隅角が狭いという眼内の構造上の問題であるため、手術により眼内の構造を整理し、房水の流れをスムーズにする必要があります。点眼治療が第1選択となる通常の慢性緑内障とは異なり、手術治療が第1選択になります。

1、レーザー手術

レーザーを用いて虹彩に穴をあけて、房水のバイパス路を造ることで隅角を少し広げることが出来ます。外来で治療できますが、効果が弱い場合もあります。

2、白内障手術

白内障手術により水晶体を取り除く(人工水晶体という薄いレンズに交換する)ことで隅角を広げることができます。レーザー治療よりも、持続効果の高い治療です。

3、白内障手術+緑内障手術

白内障手術で隅角が広がっても、まだ隅角が強く癒着、閉塞しており房水を排出させる機能が低下している場合があります。
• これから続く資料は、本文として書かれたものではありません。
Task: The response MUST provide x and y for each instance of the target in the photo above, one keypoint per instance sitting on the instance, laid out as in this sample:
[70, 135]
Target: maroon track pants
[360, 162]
その場合は隅角の癒着をはずす等の緑内障手術を追加する必要があります。

D 緑内障の方は風邪薬を飲んではいけない?

風邪薬、睡眠剤、抗不安剤、整腸剤等の内服薬には自律神経に作用し、付随的に目の虹彩にも作用し、瞳孔を広げる作用を持つものがあります。このようなお薬には、緑内障の患者様は服用しないように注意書きがされています。これは瞳孔が広がることで、虹彩が隅角のほうに集まりますので、隅角がもともと狭い方であれば、ついには隅角が閉塞してしまい、急性緑内障が誘発される危険性があるというものです。ただ、この副作用が生じる背景には隅角が狭いという目の構造上の問題がありますので、患者様が一般的な慢性タイプの緑内障(慢性緑内障の大部分は隅角が広いタイプです。)があるかどうかとは別の問題です。この薬の注意書きは、正確には“隅角の狭い”患者様についての注意ということですが、便宜上“緑内障”の患者様についてと書かれているために誤解されており、一般の慢性緑内障の患者様でも、風邪薬や眠剤を飲まないで我慢するかたもおられるようす。
自分の目の状況(隅角の状況)を確認してもらうことで、“緑内障”の有無に関わらず、これらのお薬であっても、安心して服用できますので、お気軽に眼科にご相談下さい。